Using the HMM phoneme model 302 of the reference speaker created by the segmentation processing unit shown in the figure,
Using the rbi algorithm phoneme model, the segmentation processing unit 303 performs segmentation using the Vterbi algorithm. Next, the optimal voice segment search processing unit 305 selects the voice segment closest to this segmented voice from among the learning voice segments 304 of the reference speaker. The speech segment corresponding to the selected reference speaker's speech segment is obtained from the speech segment correspondence table 306 created by the speech segment correspondence processing unit shown in FIG. 2 from the learning speech segment 308 of the target speaker.
is determined by the audio segment replacement processing unit 307 using . Finally, the speech synthesis processing unit 309 synthesizes the obtained speech segments and outputs the converted speech.
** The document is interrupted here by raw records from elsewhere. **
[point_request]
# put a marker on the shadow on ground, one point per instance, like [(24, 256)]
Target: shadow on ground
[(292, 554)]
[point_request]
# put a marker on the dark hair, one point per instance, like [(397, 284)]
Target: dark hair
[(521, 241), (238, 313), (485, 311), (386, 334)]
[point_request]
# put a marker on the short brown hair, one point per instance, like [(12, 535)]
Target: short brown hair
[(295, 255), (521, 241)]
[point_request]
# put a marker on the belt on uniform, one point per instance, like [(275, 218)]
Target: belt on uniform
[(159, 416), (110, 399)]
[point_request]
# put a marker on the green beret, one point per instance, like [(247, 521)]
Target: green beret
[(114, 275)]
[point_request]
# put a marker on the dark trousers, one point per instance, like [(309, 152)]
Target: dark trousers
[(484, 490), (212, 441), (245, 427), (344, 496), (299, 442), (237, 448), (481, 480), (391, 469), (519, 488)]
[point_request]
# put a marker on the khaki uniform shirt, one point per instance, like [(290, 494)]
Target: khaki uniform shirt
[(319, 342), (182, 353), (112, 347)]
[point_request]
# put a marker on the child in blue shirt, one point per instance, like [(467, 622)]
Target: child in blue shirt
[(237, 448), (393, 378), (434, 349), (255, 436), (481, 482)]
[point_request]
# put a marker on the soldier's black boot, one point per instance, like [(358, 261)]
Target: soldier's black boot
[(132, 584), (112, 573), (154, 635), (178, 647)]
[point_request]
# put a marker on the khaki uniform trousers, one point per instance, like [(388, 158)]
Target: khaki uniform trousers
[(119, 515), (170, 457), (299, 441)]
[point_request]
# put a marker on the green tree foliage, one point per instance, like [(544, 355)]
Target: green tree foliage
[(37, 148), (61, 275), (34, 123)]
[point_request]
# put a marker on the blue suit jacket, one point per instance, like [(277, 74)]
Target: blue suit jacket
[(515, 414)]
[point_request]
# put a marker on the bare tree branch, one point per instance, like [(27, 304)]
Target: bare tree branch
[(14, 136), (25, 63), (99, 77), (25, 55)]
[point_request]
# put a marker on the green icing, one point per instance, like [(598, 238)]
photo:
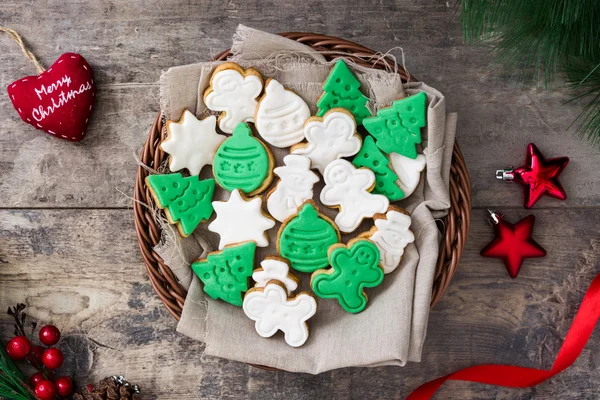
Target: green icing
[(398, 128), (187, 201), (352, 269), (225, 273), (371, 157), (241, 161), (305, 240), (341, 89)]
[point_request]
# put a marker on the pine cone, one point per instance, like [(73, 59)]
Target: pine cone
[(110, 388)]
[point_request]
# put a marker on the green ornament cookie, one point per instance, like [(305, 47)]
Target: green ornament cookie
[(371, 157), (225, 273), (243, 162), (397, 128), (186, 201), (304, 239), (353, 268), (341, 89)]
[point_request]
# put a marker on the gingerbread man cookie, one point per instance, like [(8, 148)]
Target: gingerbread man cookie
[(233, 91), (347, 187), (329, 138), (272, 310)]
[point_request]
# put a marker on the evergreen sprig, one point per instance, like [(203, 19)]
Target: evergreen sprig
[(542, 37)]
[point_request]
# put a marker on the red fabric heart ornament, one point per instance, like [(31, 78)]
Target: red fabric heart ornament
[(59, 100)]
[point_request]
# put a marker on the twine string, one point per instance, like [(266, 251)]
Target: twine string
[(19, 40)]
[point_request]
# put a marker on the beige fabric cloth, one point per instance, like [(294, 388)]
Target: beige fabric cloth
[(392, 328)]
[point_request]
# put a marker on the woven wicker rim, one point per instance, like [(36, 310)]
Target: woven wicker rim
[(454, 227)]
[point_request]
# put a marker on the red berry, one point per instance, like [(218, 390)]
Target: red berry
[(52, 358), (36, 378), (36, 354), (45, 390), (64, 385), (18, 348), (49, 335)]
[Effects of the Invention] As described above, according to the present invention, parameters are correlated in units of voice segments between a reference speaker and a target speaker, and voice quality conversion is performed based on this correlation. can be done. In particular, speech segments are a method for expressing the entire speech discretely, and as supported by research on speech coding and rule synthesis, it is possible to efficiently represent the speech spectrum, and only a portion of the spectral information can be used. This enables more detailed voice quality conversion than in the conventional example, which only controls the voice quality. Moreover, a speech segment contains not only static features but also dynamic features, so
By using audio segments as units, dynamic features can be converted and more detailed individuality can be expressed. Further, according to the present invention, since it is possible to convert the voice quality as long as there is training data, it becomes easy to obtain the individuality of voices of an unspecified number of people.
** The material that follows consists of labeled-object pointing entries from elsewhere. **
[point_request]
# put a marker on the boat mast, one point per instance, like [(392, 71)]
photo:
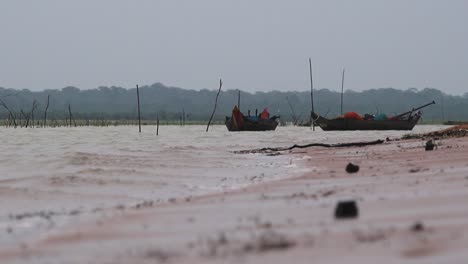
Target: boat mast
[(342, 85), (311, 95)]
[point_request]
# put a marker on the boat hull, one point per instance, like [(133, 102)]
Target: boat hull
[(352, 124)]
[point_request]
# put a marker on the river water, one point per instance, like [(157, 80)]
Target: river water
[(88, 169)]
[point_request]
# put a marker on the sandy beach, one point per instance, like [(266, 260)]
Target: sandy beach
[(412, 208)]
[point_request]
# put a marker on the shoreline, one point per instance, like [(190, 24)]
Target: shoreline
[(399, 185)]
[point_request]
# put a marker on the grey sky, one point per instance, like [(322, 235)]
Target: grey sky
[(257, 45)]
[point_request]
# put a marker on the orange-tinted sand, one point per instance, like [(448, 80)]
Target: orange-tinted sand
[(413, 207)]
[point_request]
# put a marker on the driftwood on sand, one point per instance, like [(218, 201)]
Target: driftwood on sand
[(338, 145)]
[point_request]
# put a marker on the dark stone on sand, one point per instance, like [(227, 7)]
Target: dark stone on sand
[(417, 227), (346, 210), (352, 168), (429, 145)]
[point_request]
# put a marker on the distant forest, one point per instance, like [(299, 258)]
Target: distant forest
[(116, 103)]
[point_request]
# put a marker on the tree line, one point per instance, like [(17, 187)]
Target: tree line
[(172, 103)]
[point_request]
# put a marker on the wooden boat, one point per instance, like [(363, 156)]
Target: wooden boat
[(405, 121), (252, 124)]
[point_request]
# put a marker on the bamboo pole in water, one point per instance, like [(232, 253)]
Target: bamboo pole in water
[(157, 125), (311, 94), (216, 104), (139, 117), (342, 85), (45, 111)]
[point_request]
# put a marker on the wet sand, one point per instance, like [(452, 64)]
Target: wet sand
[(412, 208)]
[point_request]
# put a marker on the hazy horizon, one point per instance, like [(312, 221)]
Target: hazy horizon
[(252, 46)]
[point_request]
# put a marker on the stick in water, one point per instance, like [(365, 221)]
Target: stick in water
[(138, 102), (216, 104), (311, 94)]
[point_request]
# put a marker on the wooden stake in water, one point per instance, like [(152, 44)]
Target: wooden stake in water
[(311, 95), (342, 85), (45, 111), (216, 104), (238, 99), (157, 125), (138, 102), (69, 111)]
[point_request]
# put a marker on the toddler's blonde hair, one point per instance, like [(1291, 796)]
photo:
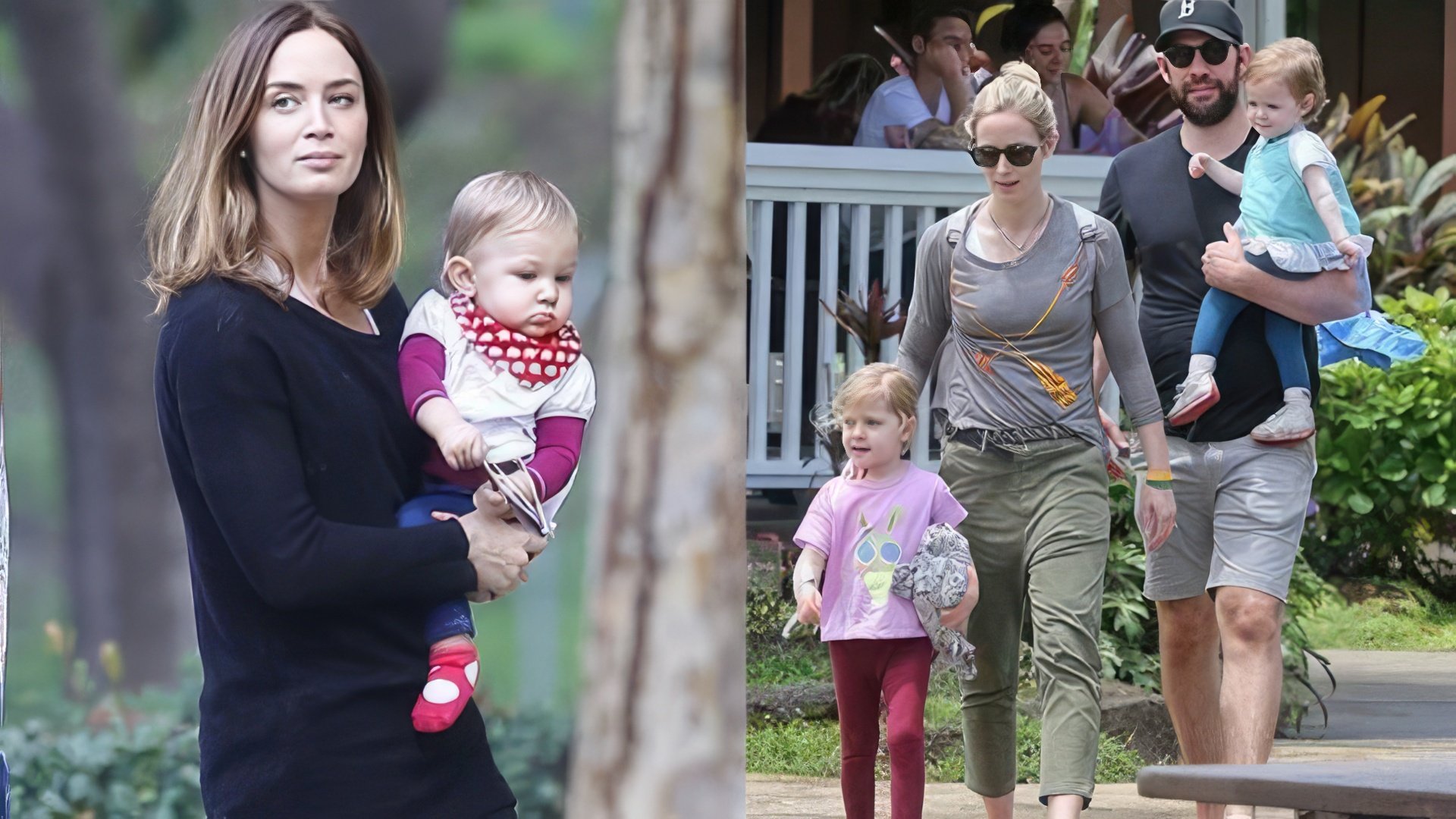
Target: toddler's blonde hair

[Brief explanation of drawings]

FIG. 1 is a schematic block diagram of a speech segmentation processing section in an embodiment of the present invention. FIG. 2 is a block diagram of the audio segment correspondence processing section. FIG. 3 is a block diagram for voice quality conversion and synthesis. In the figure, 101 is reference speaker's learning speech data;
02 is a learning processing unit, 103 is an HMM phoneme model, 104
105 is a segmentation processing unit, 105 is a speech segment, 201 is a reference speaker's speech segment, 202 is a target speaker's learning speech data, 203 is a correspondence processing unit, 204 is a speech segment correspondence table, 301 is a speech analysis processing unit , 302 is the HMM phoneme model of the reference speaker, 3
03 is a segmentation processing unit, 304 is a reference speaker's speech segment, 305 is a search processing unit, 306 is a segment correspondence table, 307 is a replacement processing unit, 308 is a target speaker's speech segment, and 309 is a speech synthesis processing unit. show.

Claims (3)

[Claims] (1) In a voice conversion method that performs digital signal processing on digitized speech to extract parameters and then controls the parameters to convert the voice quality of the voice, there is a difference between the reference speaker and the target speaker. A voice quality conversion method characterized in that parameters are associated with each voice segment as a unit, and voice quality is converted based on this association. (2) The correspondence between the voice segments between the speaker and the target speaker is determined by learning using constant voice data, and the voice quality is converted based on this. voice conversion method. (3) The voice quality according to claim 2, further characterized in that during learning, the correspondence between the voice segments of the reference speaker and the target speaker is determined by correspondence of DP matching, and the voice quality is converted. Conversion method.